Originally posted by Carlos Gomez:
Because the Integer class override the equals method and certain primitives are always to be boxed into the same immutable wrapper objects. These special values are:
The boolean values true and false
The byte values
The char values in the range '\u0000' to '\u007F'
The short and int values between -128 and 127
for instance:
Integer j1 = 148;
Integer j2 = 148;
System.out.println(j1 == j2); // FALSE
Integer k1 = 126;
Integer k2 = 126;
System.out.println(k == k); // TRUE
Carlos' reply is almost irelevant to the question - for two reasons:
a) Note that
Integer i = 24;
is NOT same as
Integer i = new Integer(24);
Whatever Carlos has pointed out (special cases etc) holds for the former case, not in the later case.
b) Carlos talks about "==", which is different than what Xiao is talking about - the equals() method.

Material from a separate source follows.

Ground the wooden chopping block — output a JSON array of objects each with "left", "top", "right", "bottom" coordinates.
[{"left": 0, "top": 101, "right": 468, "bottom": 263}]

Coming back to the question posted by Xiao, The class Integer overrides "equals" method so that any two integers with the same numeric value are considered "equal". As a result, see that
Integer i = new Integer(344);
Integer j = new Integer(344);
System.out.println(i.equals(j)); //true.
On the other hand, the class Value doesnot override the equals() method. The equals() method, as defined in the "Object" class returns the same result as "==". Since two different value instances are never "==", hence the equals() method will return false.